Ter Heijne's quest for truth succeeds especially because of her utterly sober presentation. She uses QuickTime, but in a very modest way, almost as if to testify to her faithfulness to McLuhan's somewhat hackneyed, but apparently still highly topical maxim, the medium is the message. She does not fall back on the latest developments regarding QuickTime. Instead of relying on the controversial program nato.0+55+3d.Modular, she uses a program developed by Uwe Boek to play her videos in QuickTime, and in doing so, she arrives at a visual critique of digital visual culture that is rather less loud and ambiguous than that of nato.0+55+3d.Modular.3

3Using the name Netochka Nezvanova, a group of anonymous software programmers developed a program called nato.0+55+3d.Modular, a software package that makes intelligent use of the streaming possibilities in QuickTime. Though dependent on QuickTime, they are at the same time waging a cold war against it, denouncing it as a product of 'corporate fascists.' See also their web site: www.fiftyfifty.org/ffmedia/sans/nato.

Sharp as a razor, she dissects our need for ever better, nicer, clearer and more colorful images, in which all content is increasingly neglected. Ter Heijne doesn't formulate a critique on a medium, but within the very medium itself, as part of the work in question. She does not provide us with a clear opinion on the persons involved, whom I would call either victims of their own confusion or martyrs to some higher ideal. Ter Heijne's suicidal victims are not only stuck within themselves, in their thoughts and emotions, but in the video footage as well.

Ter Heijne takes us back to basics. That is to say that if, while navigating and clicking along, we stumble upon one of her suicide videos, it's a far cry from the lavish ambience promised us by QuickTime's latest version. These images give the impression that they have been copied over and over again; a visual atmosphere that in a way comments on the events on display and reaffirms the horror of the images themselves. One would rather not look at them at all; moreover, they seem to have been copied so many times that their visual quality is at times minimal at best. As if even the videos themselves, as visual carriers, resist them; as if they somehow want to rid themselves of their grisly contents.

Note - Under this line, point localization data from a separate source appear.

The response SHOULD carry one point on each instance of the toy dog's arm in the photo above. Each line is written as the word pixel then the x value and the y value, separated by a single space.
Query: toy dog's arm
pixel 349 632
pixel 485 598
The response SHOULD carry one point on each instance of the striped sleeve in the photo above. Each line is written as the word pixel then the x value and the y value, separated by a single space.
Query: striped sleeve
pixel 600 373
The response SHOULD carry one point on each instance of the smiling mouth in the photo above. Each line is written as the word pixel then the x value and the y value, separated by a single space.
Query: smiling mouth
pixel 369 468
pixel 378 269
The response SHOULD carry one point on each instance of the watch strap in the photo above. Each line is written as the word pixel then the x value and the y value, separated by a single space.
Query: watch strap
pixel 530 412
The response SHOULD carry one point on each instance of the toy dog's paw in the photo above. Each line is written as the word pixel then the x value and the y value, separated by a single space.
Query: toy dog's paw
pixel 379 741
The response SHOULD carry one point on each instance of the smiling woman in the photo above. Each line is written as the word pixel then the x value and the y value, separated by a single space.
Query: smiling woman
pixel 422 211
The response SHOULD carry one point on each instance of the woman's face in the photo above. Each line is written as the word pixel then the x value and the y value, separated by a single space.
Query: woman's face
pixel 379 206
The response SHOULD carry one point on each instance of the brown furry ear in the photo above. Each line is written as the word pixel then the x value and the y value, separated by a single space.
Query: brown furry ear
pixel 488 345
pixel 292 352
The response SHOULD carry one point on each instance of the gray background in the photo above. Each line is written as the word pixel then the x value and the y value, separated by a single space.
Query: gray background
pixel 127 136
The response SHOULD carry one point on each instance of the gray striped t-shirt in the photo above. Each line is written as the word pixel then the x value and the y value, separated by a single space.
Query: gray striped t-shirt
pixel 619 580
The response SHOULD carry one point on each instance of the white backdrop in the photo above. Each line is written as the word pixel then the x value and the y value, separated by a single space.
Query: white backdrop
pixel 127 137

And then, suddenly, the question forces itself upon us: are all these images actually real? For so detached is Ter Heijne's artistic and moral attitude - not once on the entire CD-ROM does she voice an opinion or question her own position - that it gives rise to a moral confusion, feeding such doubts. It is a moment of doubt that may be compared to what people experienced when they watched the attack on the Twin Towers: are these images of those burning towers, of that tilting plane crashing into the building - are they real? Are these objective images, or are they interspersed with fake videos?

Then you realize that those often blurred images of self-immolation, whose authenticity you were led to doubt for one moment, have been assembled here under the heading For a Better World.
And what lunatic would call that desire into question?